I don't like filling my library and hard disk with thumbnails and library data for tons of images that failed. So I use my own Image View Plus More (free to download) to sift through my RAW images before importing to Lightroom, because Lightroom is just too slow with imports, thumbnail generation etc. Imgview+ works directly on the compactflash card.
If I shoot a concert I take like 800 images in 2-3 hours and need to trim those down to 50-100. If I am on a trip I come home with 3000 images, and often it is like 10-20 of the same scene with different settings and angles and viewpoints, so I open the raws in imgview and use the "showlist", "RAW, load thumbnail" (key 'p'), and "categorisation" (shortcut key 'k') mechanics.
As a viewer, the program can be set (in preferences) to load the jpeg out of the raw, which makes it very fast. It buffers the entire raw in memory for raw development and thumbnail extraction, and reads the raw using turbojpeglib, straight from the buffered memory (in Imgview 3, not version 2 which would work from the drive). So you can quickly view next and previous images with page up/down or the mousewheel. When you save a "showlist", it saves the list of photos you have in the photo viewing reel, as well as their "category", which you can name as you like. See screenshot. After sifting through all the raws you can select, remove (from showlist) or delete from disk selected categories. You assign categories on keys 0-9.

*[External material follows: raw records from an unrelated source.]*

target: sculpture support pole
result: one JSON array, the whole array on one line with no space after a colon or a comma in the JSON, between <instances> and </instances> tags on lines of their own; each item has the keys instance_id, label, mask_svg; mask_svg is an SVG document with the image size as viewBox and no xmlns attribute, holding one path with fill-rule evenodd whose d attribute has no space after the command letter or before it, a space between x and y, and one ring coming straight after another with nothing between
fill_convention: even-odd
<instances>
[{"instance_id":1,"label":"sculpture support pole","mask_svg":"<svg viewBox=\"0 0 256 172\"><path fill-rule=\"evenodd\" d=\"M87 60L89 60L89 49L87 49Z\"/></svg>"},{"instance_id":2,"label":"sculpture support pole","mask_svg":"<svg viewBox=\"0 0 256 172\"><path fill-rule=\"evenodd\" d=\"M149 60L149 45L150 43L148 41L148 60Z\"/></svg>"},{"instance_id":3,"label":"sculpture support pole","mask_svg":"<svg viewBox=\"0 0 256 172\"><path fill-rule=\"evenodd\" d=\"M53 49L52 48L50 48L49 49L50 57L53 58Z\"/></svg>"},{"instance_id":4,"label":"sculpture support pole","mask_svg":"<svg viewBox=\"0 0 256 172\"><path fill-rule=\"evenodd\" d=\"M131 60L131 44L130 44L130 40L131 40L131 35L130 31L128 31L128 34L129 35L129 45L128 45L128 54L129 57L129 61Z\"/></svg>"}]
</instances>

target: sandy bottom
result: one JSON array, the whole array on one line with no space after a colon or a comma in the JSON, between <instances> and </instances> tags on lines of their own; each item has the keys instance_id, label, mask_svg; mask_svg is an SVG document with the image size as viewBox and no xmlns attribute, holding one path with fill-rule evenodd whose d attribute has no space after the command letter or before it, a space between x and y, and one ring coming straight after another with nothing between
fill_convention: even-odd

I tend to just use the "good" category, and then delete all cat. 0 in the end. Then I can import into Lightroom, or select all cat. 1 and "copy all to a new folder" ("copy originals" or as jpegs if I just want a quick and dirty raw development without tweaking and without Lightroom - I could be travelling and without my lightroom computer).
For comparing similar shots I use the "buffers" mechanics, where I can assign images to hotkeys 1-9, and quickly swap between them, or use side by side comparison crtl+shift+h or ctrl+shift+v (buffer 1 and 2 gets merged horizontal or vertical alignment, with a preset width/color of separator line).